Seven experts contacted by Quanta said they’d heard that among the 22 flurries of gravitational waves detected by LIGO and Virgo since April, one of the signals came from a collision involving a black hole of unanticipated heft — purportedly as heavy as 100 suns. LIGO/Virgo team members would neither confirm nor deny the rumored detection.

I wouldn’t put it past a bunch of space-nerds to take a $100 bottle of wine so seriously. They did write up a contract, after all. But the lack of confirmation certainly has nothing to do with that; likely it’s that when you think you’ve detected something impossible you want to make sure you’ve gotten it right before putting your name on it.

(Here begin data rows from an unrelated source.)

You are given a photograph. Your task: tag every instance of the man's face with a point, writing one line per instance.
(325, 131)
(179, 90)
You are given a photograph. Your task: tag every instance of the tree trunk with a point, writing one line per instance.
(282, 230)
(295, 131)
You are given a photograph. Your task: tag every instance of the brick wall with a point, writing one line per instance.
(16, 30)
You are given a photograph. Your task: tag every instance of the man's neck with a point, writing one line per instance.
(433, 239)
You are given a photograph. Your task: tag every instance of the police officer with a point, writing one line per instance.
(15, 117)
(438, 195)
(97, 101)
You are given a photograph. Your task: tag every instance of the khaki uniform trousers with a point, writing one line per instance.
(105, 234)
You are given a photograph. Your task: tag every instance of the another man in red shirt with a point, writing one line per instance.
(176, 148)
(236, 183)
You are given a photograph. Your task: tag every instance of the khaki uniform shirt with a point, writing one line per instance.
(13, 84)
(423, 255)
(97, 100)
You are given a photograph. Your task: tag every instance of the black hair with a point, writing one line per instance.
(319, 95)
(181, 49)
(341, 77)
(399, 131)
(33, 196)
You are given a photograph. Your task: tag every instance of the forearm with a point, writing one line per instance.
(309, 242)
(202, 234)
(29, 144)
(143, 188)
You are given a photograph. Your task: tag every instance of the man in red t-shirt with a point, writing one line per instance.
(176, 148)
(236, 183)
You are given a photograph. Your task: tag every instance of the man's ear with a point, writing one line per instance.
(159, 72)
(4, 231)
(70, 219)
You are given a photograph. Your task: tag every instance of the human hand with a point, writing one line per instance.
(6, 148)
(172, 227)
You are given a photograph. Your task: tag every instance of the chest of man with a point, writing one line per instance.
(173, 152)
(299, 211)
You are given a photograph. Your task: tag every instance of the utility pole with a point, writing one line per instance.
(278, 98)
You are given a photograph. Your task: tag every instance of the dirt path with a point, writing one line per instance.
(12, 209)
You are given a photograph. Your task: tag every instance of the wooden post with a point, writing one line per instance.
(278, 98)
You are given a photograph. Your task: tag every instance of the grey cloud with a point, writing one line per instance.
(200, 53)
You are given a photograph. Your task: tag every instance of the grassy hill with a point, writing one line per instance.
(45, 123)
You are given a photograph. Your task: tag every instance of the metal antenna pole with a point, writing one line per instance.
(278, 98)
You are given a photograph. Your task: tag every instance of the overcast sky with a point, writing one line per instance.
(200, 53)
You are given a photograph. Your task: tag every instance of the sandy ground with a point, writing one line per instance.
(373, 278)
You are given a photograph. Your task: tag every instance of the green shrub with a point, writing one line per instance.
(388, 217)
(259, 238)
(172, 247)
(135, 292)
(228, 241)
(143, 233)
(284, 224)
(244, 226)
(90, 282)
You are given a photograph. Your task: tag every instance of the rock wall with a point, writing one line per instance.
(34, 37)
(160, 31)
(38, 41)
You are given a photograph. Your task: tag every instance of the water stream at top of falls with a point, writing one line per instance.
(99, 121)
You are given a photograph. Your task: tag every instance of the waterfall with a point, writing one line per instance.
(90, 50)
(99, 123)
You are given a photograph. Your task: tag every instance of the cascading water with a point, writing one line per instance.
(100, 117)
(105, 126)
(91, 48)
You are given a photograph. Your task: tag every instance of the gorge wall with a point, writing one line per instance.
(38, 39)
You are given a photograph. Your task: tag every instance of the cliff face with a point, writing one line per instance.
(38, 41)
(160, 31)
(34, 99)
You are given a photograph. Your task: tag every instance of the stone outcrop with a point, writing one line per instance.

So just how impossible is this black hole? When asked about how many black holes were predicted to exist in this mass range,  Stan Woosley, an astrophysicist at the University of California, Santa Cruz said:

“The prediction is no black holes, not even a few. But of course we know nature often finds a way.”

The “pair-instability mass gap” of black holes refers to the 55-130 solar mass range, where instead of forming black holes as they collapse, stars explode. As the stars collapse, their core grows so hot that light spontaneously converts to electron and positron pairs (which are oppositely charged versions of the same subatomic particle and thus destroy each other). This causes a runaway explosion that annihilates the star in a matter of seconds—a “pair-instability supernova.”

Black holes can theoretically also form at solar masses of above 130, as the immense gravity is so strong that not even a supernova can escape, but monstrous stars big enough to create one of those are exceedingly rare. We’re not going to talk about the million- and billion-solar-mass supermassive black holes that hold galaxies together at their centers. No one knows how those things happen.

But still, a black hole that measures 100 times the mass of our sun is pretty big; and the math that says it’s impossible  Yet there are always contrarians, and a few scientists predicted that there may be other means for a black hole in this mass range to form. This disagreement led to a bet being made at a 2017 meeting at the Aspen Center for Physics, stating that no black hole between 55 and 130 solar masses would be found in the first 100 signals detected by LIGO and Virgo. And while it hasn’t yet been confirmed, there’s still a valuable lesson here: if you bet that nature won’t do the seemingly impossible, you’ll probably have to pay up.